Нашествия варваров опустошили Египет. Безмолвные пирамиды погребли тайны не менее надежно, чем волны океана, скрывшие под собой страну, еще более древнюю, чем Египет, - Атлантиду. Правда, Гермес обещал людям будущего: "Я заговорю с вами в сердцах ваших". Но текли тысячелетие за тысячелетием, а обещание не исполнялось. Разговаривать было не с кем. Символ тайны человеческого бытия - сфинкс, обращенный лицом к восходящему солнцу, - стал страшилищем и пугалом для суеверных феллахов. А наполеоновские солдаты превратили его в мишень для учебной стрельбы и изрешетили картечью.

С горечью писал Николай Константинович Рерих, что варварски обезображен "Сфинкс Египта", по по счастью, добавлял он, "сфинкс Азии сбережен великими пустынями".

"Богатство сердца Азии сохранено, и час его пришел".

Путь простирается. И тем он необычен,
Что по нему без посоха идти
Легко и просто. Спосохом - труднее.

Ты ощущаешь странником себя.
И это ощущение дороже
Всего, что могут предложить тебе.

Лучи во мраке высветят твой путь.
Потом вершину. Каждый шаг к вершине
Даст вспышку света на твоем пути.

Для путника есть только смена форм,
А также изменение пейзажей.
А остановка каждая - трамплин.
И даже смерть всего лишь остановка
Пред поворотом на его пути.

Путь превращается в сияние луча,
Когда его пронизывает радость.

Луч - это путь. Шагайте по лучу.
Но чтобы сделать это, невесомость
Вам внутреннюю должно обрести.

Я вижу путь, ведущий из бессмертья
В бессмертие, из вечности в мир вечный.
Пусть гаснут Солнца - новые взойдут.

* * *

У индийцев - и об этом, помнится, я уже писал - врожденный дар идеальных собеседников. ... Обо всем этом я обязательно хотел сказать, предваряя содержание беседы с Ражендрой Авастхи, главным редактором журнала, носящего романтическое индийское женское имя "Кадамбини . ... В обратном переводе с хинди наш разговор выглядит так:

- Вот вы занимаетесь медитацией, пишете стихи-медитации. А не хочется ли вам уйти от суеты, от людей от толпы на какую-нибудь высокую гору, чтобы уединиться, чтобы никто не тревожил вашего безмолвия?

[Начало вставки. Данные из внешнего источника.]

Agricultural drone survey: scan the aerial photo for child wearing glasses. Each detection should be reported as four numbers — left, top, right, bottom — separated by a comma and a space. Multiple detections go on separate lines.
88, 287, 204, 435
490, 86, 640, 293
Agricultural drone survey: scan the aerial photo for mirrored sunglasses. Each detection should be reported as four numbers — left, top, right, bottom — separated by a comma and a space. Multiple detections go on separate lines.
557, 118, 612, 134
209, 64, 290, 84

- Прежде всего я убежден, что ни на какой, даже самой высочайшей вершине мира, человек не может отъединиться от человечества. Это во-первых. А во-вторых, не кажется ли вам, что человек, если в нем действительно вдруг проснулось духовное начало, не должен стремглав, бросив все, бежать от толпы и людей на высокую гору, а должен нести свет этой горы именно толпе, именно людям. Это труднее, но для нашего времени необходимее. Истинная медитация не может разрезать жизнь на две не соединяющиеся половинки: одна - духовная, другая - житейская. Избрать для себя лишь одну половинку - неважно какую - значит уподобить себя человеку, стоящему на одной ноге, а на одной ноге долго не простоишь. Обязательно рухнешь.

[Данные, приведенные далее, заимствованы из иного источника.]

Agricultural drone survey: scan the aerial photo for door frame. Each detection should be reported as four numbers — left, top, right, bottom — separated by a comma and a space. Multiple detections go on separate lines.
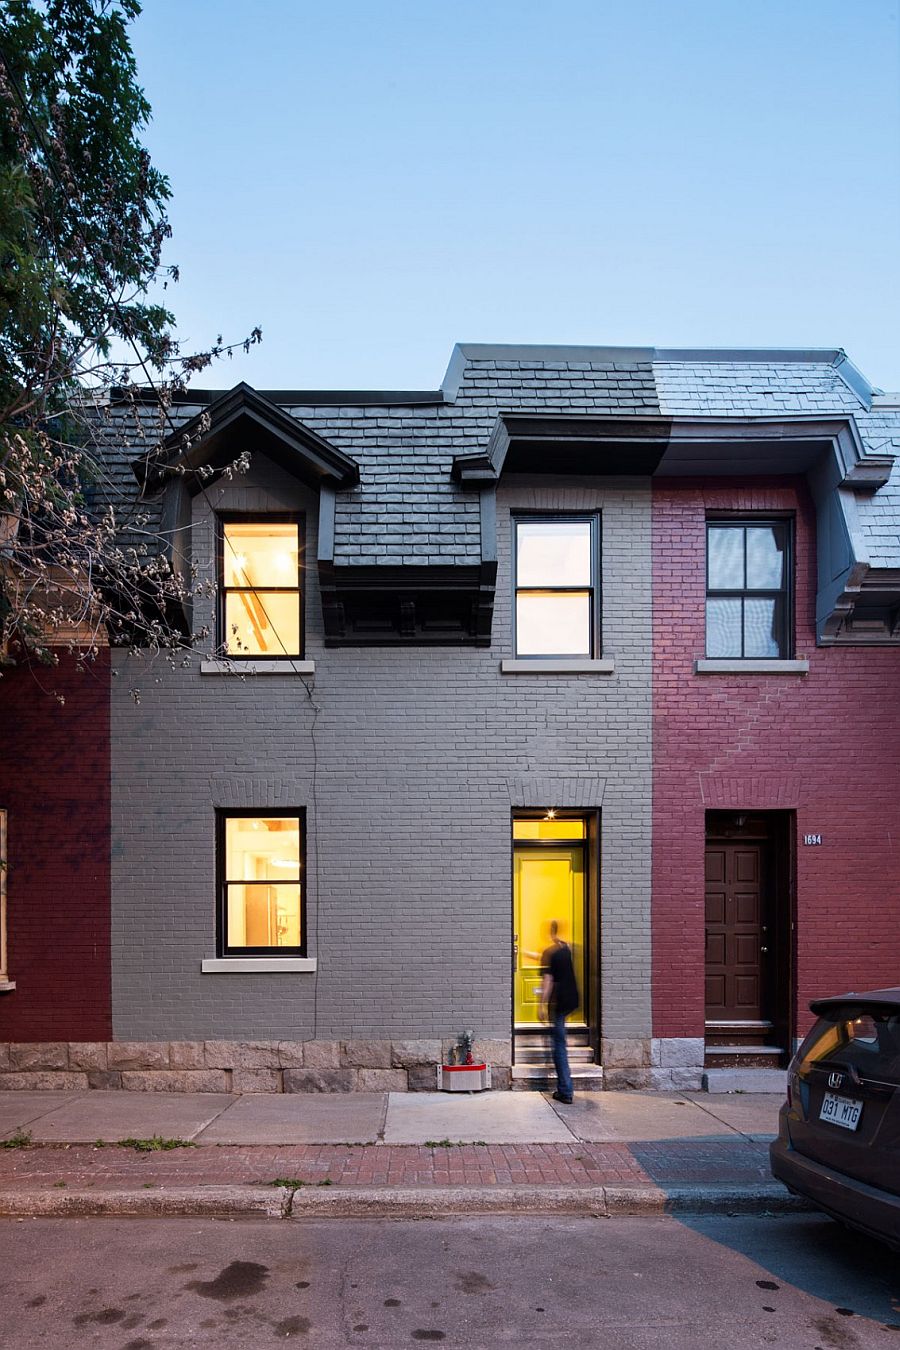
510, 810, 600, 1057
704, 810, 795, 1052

- Какое ваше личное отношение к религии? Согласуется ли оно или, наоборот, противоречит официальной политике государства?

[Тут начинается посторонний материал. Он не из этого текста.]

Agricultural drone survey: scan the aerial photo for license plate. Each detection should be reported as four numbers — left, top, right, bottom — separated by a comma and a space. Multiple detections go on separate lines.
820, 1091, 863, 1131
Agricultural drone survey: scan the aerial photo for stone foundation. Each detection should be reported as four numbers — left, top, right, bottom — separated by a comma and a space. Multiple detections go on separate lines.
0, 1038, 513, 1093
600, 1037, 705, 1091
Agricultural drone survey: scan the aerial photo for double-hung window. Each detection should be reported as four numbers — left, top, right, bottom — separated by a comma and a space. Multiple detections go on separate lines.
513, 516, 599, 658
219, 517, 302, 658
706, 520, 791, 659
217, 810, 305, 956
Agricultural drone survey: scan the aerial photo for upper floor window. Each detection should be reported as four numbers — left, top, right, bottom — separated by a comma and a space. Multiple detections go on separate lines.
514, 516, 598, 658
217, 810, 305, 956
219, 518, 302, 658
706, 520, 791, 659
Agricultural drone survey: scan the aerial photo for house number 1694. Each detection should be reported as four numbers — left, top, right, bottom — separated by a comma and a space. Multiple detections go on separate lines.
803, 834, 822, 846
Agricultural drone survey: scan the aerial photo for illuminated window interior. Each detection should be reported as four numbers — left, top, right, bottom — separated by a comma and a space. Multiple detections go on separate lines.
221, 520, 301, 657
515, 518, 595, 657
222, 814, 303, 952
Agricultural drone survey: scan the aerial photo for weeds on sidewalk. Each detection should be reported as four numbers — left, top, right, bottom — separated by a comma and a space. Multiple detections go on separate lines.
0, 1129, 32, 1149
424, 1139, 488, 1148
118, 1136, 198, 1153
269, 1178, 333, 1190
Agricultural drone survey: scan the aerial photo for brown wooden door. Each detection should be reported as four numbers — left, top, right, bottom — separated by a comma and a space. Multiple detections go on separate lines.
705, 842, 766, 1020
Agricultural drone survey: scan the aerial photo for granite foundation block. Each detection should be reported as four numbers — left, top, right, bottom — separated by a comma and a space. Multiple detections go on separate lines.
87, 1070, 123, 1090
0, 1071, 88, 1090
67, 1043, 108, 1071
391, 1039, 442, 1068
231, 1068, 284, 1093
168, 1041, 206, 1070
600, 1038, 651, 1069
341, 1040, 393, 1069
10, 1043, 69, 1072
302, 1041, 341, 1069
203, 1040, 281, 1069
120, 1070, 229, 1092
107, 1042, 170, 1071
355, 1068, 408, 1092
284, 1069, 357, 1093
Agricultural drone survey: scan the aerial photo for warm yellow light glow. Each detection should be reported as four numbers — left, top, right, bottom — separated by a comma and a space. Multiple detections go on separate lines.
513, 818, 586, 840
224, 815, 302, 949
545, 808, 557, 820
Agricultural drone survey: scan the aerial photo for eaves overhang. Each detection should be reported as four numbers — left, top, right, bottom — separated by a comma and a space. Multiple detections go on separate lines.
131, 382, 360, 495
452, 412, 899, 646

- Хочу начать с самого начала, а значит с Маркса, который, во-первых, заявлял - это доподлинные его слова, - что "насильственные меры против религии бессмысленны", а во-вторых, считал - это тоже доподлинные его слова, - что для судеб социализма проблема религии является ''совершенно второстепенным вопросом". Развивая мысль Маркса, Ленин писал о том, что единство мнения пролетариев в борьбе "за создание рая на земле для нас важнее, чем единство мнения пролетариев о рае на небе".

Вы скажете: но ведь были отступления от принципа. Были, но они-то и заставили нас с новой обостренной силой вспомнить о нем. Если хотите, помнить о нем нас заставляет само время, когда действительно единство мнений людей в борьбе за сохранение планеты и жизни на ней куда важнее единства мнений по любым вопросам другого порядка, в том числе и религиозным.

Что касается меня, то могу признаться - я твердо убежден: так же, как храмы Древнего Египта скрывали в своей символике космические тайны, так и в современных религиях, - в частности и в христианской, - зашифровано немало знаний эзотерического характера, неведомых по большей части самим священнослужителям, поскольку все это выродилось и превратилось в автоматически исполняемые обряды и ритуалы.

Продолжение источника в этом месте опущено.